Not only will "party regulars" control the effort instead of "University Eggheads," but a basic facet of the campaign strategy here will be an attempt to disassociate Adlai's name from Harvard, and instead connect it with the Democratic Party label.
Arthur Travers, Cambridge attorney, will head the Cambridge Committee for Stevenson-Kefauver. He was appointed last week with the approval of Senator John F. Kennedy '38, considered the head of the state Democratic organization.
Both Travers and Russell H. Peck, assistant Dean of the Law School, and one of the most prominent Stevenson supporters in the University, emphasized the need to reach the non-University Cambridge vote.

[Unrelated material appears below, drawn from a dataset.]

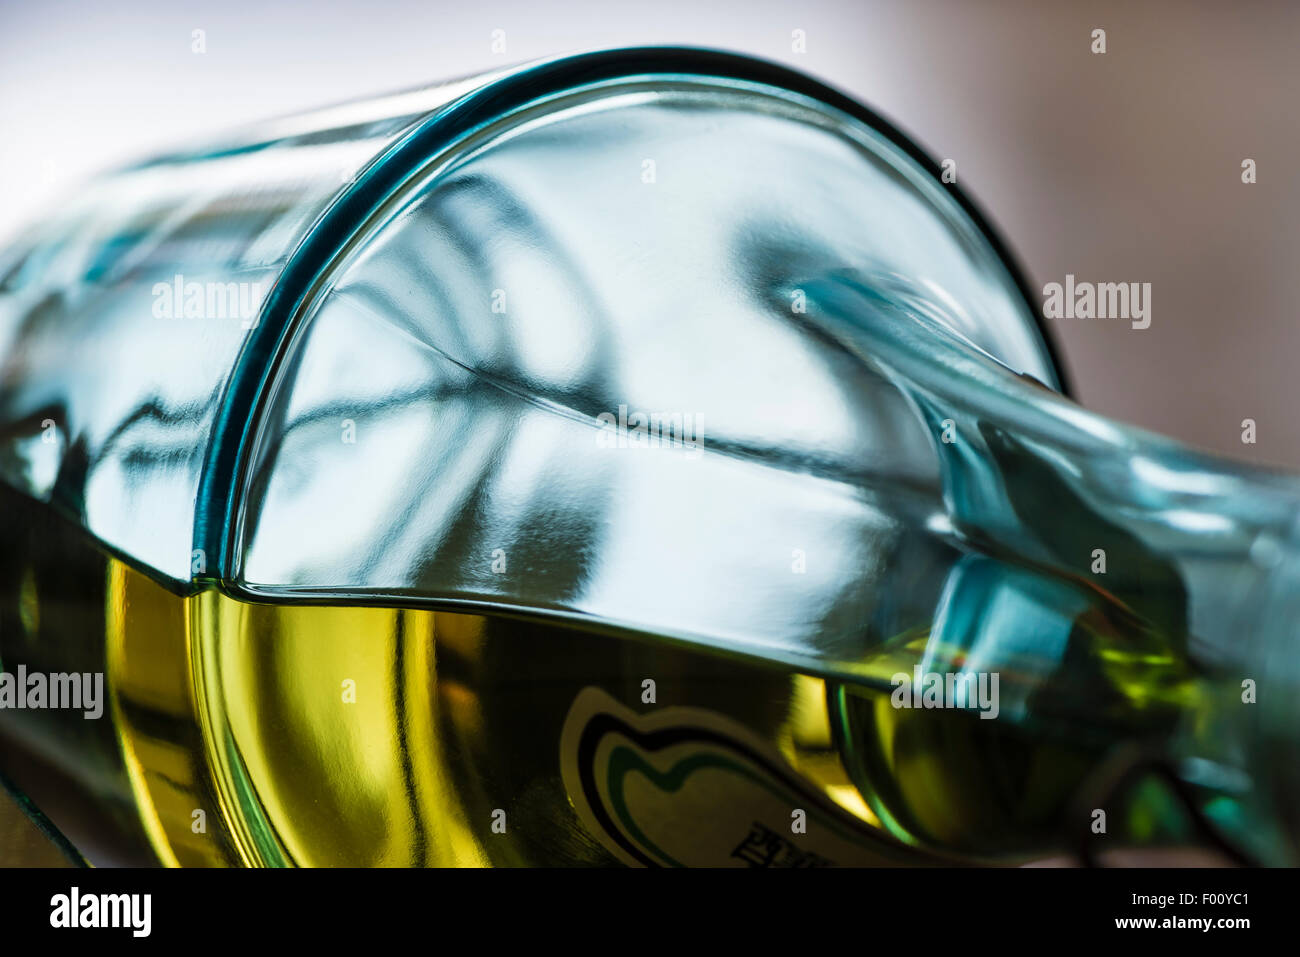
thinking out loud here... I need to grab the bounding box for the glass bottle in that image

"We have no worries about the 'egghead vote,'" Peck stated, "but only about the regular people who sat on their hands four years age. And there is a question as to whether (University supporters) are the right people to cope with this problem."
Disassociation from Harvard is not the only problem the Stevenson campaign has encountered, Travers said. All the professional politicans have not yet decided to cooperate, and caused a ten-day postponement in the opening of the Cambridge Stevenson-Kefauver headquarters, he added.
Although the office was finally opened in Central Square yesterday, University volunteers are still seeking a more convenient headquarters. Travers said that this problem would be resolved this week.